Wed 30 Jan 2013
Filed under: Inside Burma,Military,News
Government negotiators and representatives from the Kachin Independence Organisation (KIO) have agreed to hold talks in Wa-administered territory in northern Shan state.The United Wa State Army (UWSA) will host the two sides who have been engaged in conflict for the past year and a half.
According to USWA spokesperson Aung Myint, government negotiators accepted an offer earlier in the week from the ceasefire group to hold talks with the KIO in the Wa stronghold Panghsang. The KIO, the political wing of the Kachin Independence Army (KIA), accepted the plan yesterday.
“The government responded to us a couple days ago [to say] they accepted the offer, and [yesterday] afternoon the KIA also got back to us – they agreed to come to the talks,” said Aung Myint.
No official date has been set for the talks as government troops inch closer to Laiza after taking a key KIA hill station over the weekend, which served as the last line of strategic defence for the Kachin stronghold.
The UWSA tabled the offer on 24 January to host the peace talks in Panghsang. President’s Office Minister and union-level peace negotiator Aung Min announced on 27 January during a meeting with civil society groups in Rangoon that his committee would go anywhere for peace talks, according to Hla Maung Shwe – a close aide and advisor to the minister.
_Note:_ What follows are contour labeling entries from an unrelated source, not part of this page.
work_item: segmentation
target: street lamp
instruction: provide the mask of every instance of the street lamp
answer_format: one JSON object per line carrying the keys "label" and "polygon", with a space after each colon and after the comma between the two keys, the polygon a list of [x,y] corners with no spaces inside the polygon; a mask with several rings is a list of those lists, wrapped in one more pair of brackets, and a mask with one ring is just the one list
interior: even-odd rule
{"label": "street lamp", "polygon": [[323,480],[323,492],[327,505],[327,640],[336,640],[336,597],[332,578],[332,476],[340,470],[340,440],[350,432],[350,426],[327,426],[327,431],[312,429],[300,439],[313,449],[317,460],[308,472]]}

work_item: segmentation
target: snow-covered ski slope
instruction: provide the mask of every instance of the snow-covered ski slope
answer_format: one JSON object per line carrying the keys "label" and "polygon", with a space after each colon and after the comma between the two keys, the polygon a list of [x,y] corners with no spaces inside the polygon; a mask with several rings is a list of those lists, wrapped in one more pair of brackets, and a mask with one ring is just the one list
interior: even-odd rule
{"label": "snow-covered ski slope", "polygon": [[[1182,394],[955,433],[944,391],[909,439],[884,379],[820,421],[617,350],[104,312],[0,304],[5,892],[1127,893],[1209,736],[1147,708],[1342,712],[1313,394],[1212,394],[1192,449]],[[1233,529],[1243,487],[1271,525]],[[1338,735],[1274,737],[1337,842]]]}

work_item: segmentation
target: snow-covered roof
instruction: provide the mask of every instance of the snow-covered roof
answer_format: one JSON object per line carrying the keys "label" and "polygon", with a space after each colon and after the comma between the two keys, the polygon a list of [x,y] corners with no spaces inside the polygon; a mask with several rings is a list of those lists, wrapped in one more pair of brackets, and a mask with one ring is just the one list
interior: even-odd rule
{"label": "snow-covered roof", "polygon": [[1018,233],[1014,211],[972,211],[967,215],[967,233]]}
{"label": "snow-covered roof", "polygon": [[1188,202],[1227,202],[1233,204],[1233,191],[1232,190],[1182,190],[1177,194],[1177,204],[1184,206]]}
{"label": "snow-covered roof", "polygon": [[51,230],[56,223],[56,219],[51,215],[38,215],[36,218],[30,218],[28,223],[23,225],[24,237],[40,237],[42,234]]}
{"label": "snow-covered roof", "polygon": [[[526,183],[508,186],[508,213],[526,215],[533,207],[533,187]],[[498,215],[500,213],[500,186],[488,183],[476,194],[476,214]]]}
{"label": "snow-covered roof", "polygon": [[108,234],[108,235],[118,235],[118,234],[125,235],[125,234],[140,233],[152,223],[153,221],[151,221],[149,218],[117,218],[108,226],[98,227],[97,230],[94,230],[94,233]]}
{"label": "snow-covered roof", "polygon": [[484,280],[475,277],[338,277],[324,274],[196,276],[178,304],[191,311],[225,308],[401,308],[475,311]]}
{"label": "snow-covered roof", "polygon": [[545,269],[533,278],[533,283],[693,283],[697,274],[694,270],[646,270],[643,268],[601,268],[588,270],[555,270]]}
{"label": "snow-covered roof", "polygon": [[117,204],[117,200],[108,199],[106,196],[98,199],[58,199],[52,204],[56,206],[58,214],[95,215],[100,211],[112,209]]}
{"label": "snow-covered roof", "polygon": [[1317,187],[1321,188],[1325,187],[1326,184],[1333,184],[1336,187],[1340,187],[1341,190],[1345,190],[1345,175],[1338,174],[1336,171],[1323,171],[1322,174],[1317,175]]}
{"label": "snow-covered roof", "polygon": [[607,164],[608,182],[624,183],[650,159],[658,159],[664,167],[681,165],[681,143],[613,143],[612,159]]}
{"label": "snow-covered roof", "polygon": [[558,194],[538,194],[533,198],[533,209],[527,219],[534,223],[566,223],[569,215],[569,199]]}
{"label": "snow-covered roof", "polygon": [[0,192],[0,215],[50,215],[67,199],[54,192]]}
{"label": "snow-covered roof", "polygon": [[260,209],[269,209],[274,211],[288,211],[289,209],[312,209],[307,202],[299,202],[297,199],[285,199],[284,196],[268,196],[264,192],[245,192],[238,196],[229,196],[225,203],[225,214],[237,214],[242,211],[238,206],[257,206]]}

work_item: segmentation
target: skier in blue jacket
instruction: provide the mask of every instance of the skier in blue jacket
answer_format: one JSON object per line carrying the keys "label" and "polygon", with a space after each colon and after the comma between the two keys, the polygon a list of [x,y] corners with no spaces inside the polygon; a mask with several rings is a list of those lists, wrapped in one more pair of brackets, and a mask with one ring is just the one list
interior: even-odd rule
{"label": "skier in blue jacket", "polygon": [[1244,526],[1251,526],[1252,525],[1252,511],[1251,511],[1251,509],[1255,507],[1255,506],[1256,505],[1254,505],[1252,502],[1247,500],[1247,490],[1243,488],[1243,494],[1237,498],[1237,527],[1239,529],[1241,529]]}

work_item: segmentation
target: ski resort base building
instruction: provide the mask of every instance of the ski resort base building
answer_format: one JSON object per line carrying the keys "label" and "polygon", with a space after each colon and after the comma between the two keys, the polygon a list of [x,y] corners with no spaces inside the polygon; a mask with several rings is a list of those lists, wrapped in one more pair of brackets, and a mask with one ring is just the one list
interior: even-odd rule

On 19 January, the government sent a letter to the KIO asking to resume peace talks, but the group rejected their offer and insisted they directly negotiate with the United Nationalities Federal Council, an umbrella group made up of 11 major of the country’s ethnic armed groups including the KIO.
Hla Maung Shwe said the UNFC is tipped to meet with the Union-level Peace Making Committee in Thailand this February.
Kachin ethnic peace mediator La Mai Gunja urged both the government and the KIO to stop fighting to prevent further suffering of civilians caught in the crossfire and displaced by the conflict.
“We urged both the government and the KIA to sit at a table and find a way to end their dispute via political means,” said La Mai Gunja.
The UWSA signed a ceasefire agreement with the government in 1989 and is regarded as the largest and most powerful non-state militia in the country with a standing army of more than 20,000 troops armed with advanced weaponry. The militia has been consistently accused of producing and trafficking illicit drugs from their mountain stronghold in northern Shan state.